Carmine Di Ruggiero
1955/2015

 











Al Pan/Palazzo delle Arti è stata recentemente in mostra una interessante retrospettiva (1955/2015) del Maestro Carmine De Ruggiero già titolare della cattedra di Pittura e Direttore dell’Accademia di Belle Arti negli anni della seconda metà del Novecento, alternandosi con gli altri  che ho potuto conoscere: Carlo Alfano, Renato Barisani, Matelda Balatresi, Antonio Borrelli, Renato De Fusco, Lucio Del Pezzo, Armando De Stefano, Bruno Di Bello, Mimmo Jodice, Raffaele Lippi, Rosaria Matarese, Luigi Mainolfi,  Emilio Notte, Augusto Perez, Mario Persico, Gianni Pisani, Giuseppe Pirozzi, Domenico Spinosa, Tony Stefanucci, Guido Tatafiore, Armando Venditti ed Elio Waschimps, alle  cui opere in mostra ho potuto dedicare qualche scritto.
L’intento è per il Maestro riprendere un discorso sull’arte che desti interesse tale da amplificare la ricerca, rinnovarla. De Ruggiero in mostra espone, occupando l’intero secondo piano delMuseo, opere che comprendono anche gli anni in cui, il giovane allievo sensibile alla scuola  del suo maestro Emilio Notte, aveva mosso la sua ricerca, dai colloqui col maestro sul cubismo ed il post-cubismo, pervenendo, con un processo controllato e razionale, alla realizzazione di tavole costruite con un gesto deciso che  Gillo Dorfles definì “vortice impetuoso”, esaltanti i valori pittorici della linea e della macchia materica (nella allusione a Pollock e a de Kooning). L’astrazione geometrica, che ha interessato molti giovani artisti del secondo dopoguerra può farsi risalire alla fina del XIX secolo:  i primi artisti erano stati Kandinsky, Klee e Mondrian mentre in Russia l’astrattismo si esprimeva con il raggismo di  Larionov. I  rapporti di De Ruggiero con l’arte italiana e internazionale fanno ricordare altri artisti, più o meno coetanei, che acquisirono grande successo e ancor oggi sono attivi, come Eduardo Palumbo napoletano, che sebbene abbiatrascorso molti anni della sua vita a Roma, ha anch’egli esposto in tutta Italia e in Europa. Ricordo di Palumbo l’ultima mostra di grande successo nella Reggia di Caserta nel 2009 per la quale il Catalogo fu curato da  Raffaele Gavarro (pitture 1957-2009), oltre le successive mostre nelle Gallerie romane.

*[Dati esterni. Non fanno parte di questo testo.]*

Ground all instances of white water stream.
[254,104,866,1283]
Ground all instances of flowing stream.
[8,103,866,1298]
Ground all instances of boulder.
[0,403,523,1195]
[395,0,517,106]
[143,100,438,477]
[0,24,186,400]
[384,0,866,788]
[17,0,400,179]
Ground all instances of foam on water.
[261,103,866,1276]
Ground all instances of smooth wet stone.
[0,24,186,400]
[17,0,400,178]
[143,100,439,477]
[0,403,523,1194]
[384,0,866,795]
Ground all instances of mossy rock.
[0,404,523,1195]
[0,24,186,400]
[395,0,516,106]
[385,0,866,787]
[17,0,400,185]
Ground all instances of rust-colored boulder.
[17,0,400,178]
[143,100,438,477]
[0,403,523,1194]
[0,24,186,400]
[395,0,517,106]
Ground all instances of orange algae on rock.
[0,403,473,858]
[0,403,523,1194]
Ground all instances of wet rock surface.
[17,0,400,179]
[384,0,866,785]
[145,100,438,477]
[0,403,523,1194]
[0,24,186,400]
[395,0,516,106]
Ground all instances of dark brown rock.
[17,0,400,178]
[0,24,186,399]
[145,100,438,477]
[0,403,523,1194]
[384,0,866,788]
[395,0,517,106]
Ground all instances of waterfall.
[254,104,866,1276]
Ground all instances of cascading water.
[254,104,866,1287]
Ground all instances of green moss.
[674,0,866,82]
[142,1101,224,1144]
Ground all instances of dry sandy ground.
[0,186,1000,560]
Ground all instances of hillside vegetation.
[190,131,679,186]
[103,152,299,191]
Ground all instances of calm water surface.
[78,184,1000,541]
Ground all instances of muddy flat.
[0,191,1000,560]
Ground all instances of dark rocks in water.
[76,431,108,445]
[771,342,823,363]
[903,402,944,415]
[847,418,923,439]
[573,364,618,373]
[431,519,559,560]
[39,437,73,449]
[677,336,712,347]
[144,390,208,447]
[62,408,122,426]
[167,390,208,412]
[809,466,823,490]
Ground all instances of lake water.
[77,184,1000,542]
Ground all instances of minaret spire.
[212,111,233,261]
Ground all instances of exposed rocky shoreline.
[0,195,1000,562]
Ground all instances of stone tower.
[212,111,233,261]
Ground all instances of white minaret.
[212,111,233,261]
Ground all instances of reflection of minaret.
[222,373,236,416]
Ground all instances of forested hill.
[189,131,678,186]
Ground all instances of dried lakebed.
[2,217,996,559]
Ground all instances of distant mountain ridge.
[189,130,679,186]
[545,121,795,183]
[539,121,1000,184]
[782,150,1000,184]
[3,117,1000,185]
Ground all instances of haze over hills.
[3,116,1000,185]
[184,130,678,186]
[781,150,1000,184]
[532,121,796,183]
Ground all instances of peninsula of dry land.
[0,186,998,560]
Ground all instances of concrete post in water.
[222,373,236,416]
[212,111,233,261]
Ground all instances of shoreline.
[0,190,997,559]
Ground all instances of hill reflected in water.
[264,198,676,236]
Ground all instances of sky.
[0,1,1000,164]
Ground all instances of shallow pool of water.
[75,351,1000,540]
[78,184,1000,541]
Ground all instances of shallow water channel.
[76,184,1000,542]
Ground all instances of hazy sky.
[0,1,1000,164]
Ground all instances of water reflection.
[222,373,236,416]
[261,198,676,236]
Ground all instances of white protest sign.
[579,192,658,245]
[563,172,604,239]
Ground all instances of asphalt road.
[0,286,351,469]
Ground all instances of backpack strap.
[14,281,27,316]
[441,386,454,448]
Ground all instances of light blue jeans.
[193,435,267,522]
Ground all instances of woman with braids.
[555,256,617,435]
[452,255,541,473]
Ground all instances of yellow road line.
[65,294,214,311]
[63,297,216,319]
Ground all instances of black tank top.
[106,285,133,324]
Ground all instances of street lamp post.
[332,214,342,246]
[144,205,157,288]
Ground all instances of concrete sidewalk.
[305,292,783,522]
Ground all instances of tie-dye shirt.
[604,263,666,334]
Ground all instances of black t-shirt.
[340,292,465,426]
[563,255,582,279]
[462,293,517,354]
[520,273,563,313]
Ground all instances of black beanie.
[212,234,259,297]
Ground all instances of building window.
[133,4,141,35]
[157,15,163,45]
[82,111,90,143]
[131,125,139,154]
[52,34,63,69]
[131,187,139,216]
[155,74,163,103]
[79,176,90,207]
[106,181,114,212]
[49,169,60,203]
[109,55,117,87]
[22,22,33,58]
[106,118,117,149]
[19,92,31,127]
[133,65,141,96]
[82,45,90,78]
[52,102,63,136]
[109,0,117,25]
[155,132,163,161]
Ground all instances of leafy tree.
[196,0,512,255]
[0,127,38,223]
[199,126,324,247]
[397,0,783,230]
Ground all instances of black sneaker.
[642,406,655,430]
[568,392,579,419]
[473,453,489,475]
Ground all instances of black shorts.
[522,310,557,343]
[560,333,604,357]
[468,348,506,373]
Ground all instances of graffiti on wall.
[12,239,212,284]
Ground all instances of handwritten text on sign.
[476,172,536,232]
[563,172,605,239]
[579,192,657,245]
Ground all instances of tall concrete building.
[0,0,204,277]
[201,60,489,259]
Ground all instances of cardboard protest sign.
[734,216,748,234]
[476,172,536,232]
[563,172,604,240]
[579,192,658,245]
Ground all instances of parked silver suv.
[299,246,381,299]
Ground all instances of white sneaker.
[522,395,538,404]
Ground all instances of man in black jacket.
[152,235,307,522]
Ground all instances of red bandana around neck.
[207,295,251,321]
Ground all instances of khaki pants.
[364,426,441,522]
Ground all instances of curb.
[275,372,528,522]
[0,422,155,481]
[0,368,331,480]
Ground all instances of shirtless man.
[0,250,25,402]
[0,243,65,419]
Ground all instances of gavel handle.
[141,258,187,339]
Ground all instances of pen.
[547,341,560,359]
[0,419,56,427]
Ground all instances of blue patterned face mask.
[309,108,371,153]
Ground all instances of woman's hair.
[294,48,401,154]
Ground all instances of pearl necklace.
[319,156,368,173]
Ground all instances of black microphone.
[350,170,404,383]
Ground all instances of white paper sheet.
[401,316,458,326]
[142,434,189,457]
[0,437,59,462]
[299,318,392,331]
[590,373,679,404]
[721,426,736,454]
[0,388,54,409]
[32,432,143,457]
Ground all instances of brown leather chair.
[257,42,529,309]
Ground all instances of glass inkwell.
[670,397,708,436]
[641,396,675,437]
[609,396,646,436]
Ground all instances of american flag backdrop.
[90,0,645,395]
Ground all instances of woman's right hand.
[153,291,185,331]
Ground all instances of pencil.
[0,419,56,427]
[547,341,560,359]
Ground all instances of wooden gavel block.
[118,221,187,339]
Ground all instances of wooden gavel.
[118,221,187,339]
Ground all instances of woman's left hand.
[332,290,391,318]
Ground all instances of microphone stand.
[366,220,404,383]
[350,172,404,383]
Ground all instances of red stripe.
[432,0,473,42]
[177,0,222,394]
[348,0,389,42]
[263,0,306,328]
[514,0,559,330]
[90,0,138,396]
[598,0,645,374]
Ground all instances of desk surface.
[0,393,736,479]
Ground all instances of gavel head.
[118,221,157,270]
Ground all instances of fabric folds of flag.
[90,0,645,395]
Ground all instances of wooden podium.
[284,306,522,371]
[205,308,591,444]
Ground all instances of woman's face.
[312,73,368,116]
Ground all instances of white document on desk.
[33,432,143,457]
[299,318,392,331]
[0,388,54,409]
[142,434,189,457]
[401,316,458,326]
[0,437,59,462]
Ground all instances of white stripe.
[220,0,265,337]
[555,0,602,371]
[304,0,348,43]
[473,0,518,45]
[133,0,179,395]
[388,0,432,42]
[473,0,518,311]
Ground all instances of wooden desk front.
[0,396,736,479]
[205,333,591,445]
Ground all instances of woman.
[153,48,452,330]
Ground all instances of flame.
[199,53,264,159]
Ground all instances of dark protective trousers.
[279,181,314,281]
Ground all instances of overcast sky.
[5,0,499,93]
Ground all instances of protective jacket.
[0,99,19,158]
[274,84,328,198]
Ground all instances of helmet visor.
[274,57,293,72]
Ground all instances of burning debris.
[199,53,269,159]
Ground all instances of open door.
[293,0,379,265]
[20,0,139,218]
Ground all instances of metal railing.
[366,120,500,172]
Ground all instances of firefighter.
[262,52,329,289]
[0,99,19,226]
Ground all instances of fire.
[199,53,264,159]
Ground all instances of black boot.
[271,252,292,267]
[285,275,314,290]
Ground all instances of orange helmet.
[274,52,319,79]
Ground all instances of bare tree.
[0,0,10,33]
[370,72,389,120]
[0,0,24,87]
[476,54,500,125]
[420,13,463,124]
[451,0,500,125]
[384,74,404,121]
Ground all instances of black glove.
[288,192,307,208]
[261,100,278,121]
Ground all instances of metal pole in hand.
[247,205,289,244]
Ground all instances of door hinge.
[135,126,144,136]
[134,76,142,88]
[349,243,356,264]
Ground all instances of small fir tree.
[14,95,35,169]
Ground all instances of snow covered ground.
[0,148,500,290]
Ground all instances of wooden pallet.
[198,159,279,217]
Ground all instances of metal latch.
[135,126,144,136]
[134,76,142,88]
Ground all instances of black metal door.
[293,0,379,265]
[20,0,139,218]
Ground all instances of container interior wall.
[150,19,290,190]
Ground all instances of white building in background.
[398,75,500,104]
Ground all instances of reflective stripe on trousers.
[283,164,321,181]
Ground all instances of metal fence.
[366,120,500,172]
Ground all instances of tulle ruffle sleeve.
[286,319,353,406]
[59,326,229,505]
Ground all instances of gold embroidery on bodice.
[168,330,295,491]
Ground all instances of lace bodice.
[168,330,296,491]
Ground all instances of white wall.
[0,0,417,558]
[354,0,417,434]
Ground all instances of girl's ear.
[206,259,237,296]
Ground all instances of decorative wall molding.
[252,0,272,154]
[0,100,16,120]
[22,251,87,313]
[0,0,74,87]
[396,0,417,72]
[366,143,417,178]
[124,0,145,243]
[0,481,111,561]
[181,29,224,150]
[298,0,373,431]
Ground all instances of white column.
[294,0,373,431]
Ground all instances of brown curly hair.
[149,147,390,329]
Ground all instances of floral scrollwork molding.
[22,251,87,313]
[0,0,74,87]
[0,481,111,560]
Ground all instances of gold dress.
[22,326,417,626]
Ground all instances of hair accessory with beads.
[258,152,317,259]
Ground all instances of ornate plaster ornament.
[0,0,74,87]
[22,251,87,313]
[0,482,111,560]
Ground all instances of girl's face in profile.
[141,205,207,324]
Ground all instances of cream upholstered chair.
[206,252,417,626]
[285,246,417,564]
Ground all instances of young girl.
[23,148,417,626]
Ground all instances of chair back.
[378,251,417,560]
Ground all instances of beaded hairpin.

Tra le numerose date da segnalare, nell’ambito storico, è il 1976 quando  De Ruggiero fondò il gruppo “Geometria e Ricerca” con Barisani, De Tora, Riccini, Tatafiore e Testa come ricorda ne “L’immaginario geometrico”  e in  “Avanguardia a Napoli” del 2017 Luigi Finizio.
Dal 2002, il Maestro, partendo da collages costruisce grandi combine painting, orizzontali o verticali in cui il fondo, spesso bianco, mette  in rilievo i materiali adoperati: carta, scrittura a caratteri tipografici, chiodi, legno, tubetti dei colori, altri oggetti ed un acceso dripping.
Il 2009 fu l’anno in cui ricordo le più acclamate esposizioni sulle opere ispirate allageometria, composte di opere italiane e straniere: a Napoli “In forma Geometrica”  a Castelnuovo, a cura di Rosario Pinto e “Tracce segniche” cui parteciparono Carmine Di Ruggiero, Auriemma, De Tora, Ferrenti, sempre  a cura di Rosario Pinto, con il contributo di Franco Lista.
Molti artisti italiani e napoletani, che avevano dato la loro adesione alla Corrente Madi, esposero con “Oltre la Geometria” anche “Al Blu di Prussia”. Questa corrente nata negli anni quaranta in Argentina per iniziativa di Arden Quin, raccolse molti artisti latino americani prima di giungere in Europa ed ispirare gli artisti italiani che fusero geometria ed astrazione anche con la musica ed il colore come è accaduto a Eduardo Palumbo che, dopo la mostra nella Reggia di Caserta del 2009, con opere dal 1957 al 2009, espose a Roma, in collettiva alla GNAM contemporaneamente preparando splendidi disegni di vetrate per la Chiesa dell’Immacolata dei Miracoli.
Ci aspettiamo che tra questi due artisti,De Ruggiero e Palumbo, il discorso sull’Arte Geometrica si riprenda e che, spinti da loro, vi si aggiungano numerosi interlocutori.